For someone who has struggled with the whole concept of marriage all her life (for me, the true essence of “partnership” resonates with so much more meaning and promise), that when asked, by my clients, the rhetorical question: “what is love, anyway?” the desire to then pour out their innermost feelings has given me much food for thought.

Is love actually (no reference to the movie, intended!) more like an infatuation? Or even total obsession? How do we know? Can we ever be sure of this all-consuming feeling we call “love”?

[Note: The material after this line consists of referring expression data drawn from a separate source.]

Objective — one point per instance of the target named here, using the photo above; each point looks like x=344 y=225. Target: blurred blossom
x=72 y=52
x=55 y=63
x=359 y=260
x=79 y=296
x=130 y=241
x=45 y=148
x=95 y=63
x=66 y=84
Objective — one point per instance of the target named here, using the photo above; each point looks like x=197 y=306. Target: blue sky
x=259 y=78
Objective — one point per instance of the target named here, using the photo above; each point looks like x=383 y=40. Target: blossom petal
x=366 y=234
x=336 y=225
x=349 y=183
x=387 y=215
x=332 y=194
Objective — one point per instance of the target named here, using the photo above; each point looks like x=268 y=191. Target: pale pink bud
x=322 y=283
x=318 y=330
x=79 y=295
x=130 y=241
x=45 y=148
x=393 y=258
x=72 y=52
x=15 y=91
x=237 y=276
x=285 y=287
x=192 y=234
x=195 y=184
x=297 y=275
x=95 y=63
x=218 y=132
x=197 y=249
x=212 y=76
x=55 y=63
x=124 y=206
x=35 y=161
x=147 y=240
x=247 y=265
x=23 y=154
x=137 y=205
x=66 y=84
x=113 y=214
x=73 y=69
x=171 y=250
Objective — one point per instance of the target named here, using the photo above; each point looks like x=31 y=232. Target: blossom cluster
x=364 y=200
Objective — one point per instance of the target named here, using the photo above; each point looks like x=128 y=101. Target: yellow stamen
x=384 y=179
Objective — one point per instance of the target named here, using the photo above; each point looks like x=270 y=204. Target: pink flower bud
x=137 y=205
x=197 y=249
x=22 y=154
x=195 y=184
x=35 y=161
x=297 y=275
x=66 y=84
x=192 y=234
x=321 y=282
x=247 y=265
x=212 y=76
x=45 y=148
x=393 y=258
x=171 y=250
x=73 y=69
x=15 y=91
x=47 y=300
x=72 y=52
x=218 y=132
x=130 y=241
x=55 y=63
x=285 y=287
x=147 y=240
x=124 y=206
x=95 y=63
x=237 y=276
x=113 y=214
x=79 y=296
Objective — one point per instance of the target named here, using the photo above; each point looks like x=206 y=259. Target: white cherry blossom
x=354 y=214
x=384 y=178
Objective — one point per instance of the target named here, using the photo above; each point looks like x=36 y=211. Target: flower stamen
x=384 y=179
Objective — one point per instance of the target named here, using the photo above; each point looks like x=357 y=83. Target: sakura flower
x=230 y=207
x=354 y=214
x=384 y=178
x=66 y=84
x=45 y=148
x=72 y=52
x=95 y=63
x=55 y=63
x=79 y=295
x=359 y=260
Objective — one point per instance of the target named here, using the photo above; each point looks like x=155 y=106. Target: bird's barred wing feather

What type of love is it that we have for our partner, or our mother or father, our siblings, our friends, our colleagues, or our role models and mentors? ….because it is all love, isn’t it? ….but love in a very different package…..depending on the relationship. In some countries, we even see the language being used with completely different words in the vocabulary to describe the love we have for the various people in our lives.

We have the usual definition of Cupid’s Love, which many describe as an idealised notion of the love between two people…but what about all the other love we experience in our lives?…That which exists between friends, family members, companions, and even in those marriages, where despite the deficit of any overt or obvious love and affection, there is still some emotion that exists, strong enough to keep them together?

Notwithstanding any reference to the eternal triangle, there are indeed three components for us to consider when discussing the subject of love and how these enable this most complex of emotions to show up in its various forms. These three components are, firstly, intimacy (an honest, heart-to-heart or emotional connection), secondly, passion (a physical or lustful attraction) and finally, commitment (a mental rationale for one’s loyalty).

This table highlights the various permutations of these three components – what do you recognise in your relationships from the categories below? Does anything resonate?!?

Type of Love Intimacy Passion Commitment Who might this be?
None Love No No No Stranger?
Friendship Love Yes No No Workmate?
Infatuated Love No Yes No One-night stand?
Empty Love No No Yes Family member?
Romantic Love Yes Yes No Soulmate?
Companion Love Yes No Yes Best friend?
Fatuous Love No Yes Yes Bigamous spouse?
Consummate Love Yes Yes Yes Dream partner?

 

Whether in a relationship or not, to know you can look after and nurture yourself without needing another person to do it is healthy: only feeling safe when in a close, romantic relationship, is not.

Missing your partner when you’re away, even to a great extent, and being able to handle this by knowing you’ll be seeing them again soon enough is healthy: craving for your partner with a fierce and visceral need, is not.

Not relying on another person’s comments or approval to make you feel good about yourself is healthy: needing to hear, with constant regularity, that you are loved, admired and desired in order to gain a sense of self-worth, is not.

Being able to disentangle yourself from whatever is holding you back because you believe you deserve better is healthy: finding it difficult to walk away from a relationship even if it feels toxic or you know is damaging you, is not.

Whatever your view, whether cynical or pure, it is obviously the healthy pursuit of love that is key.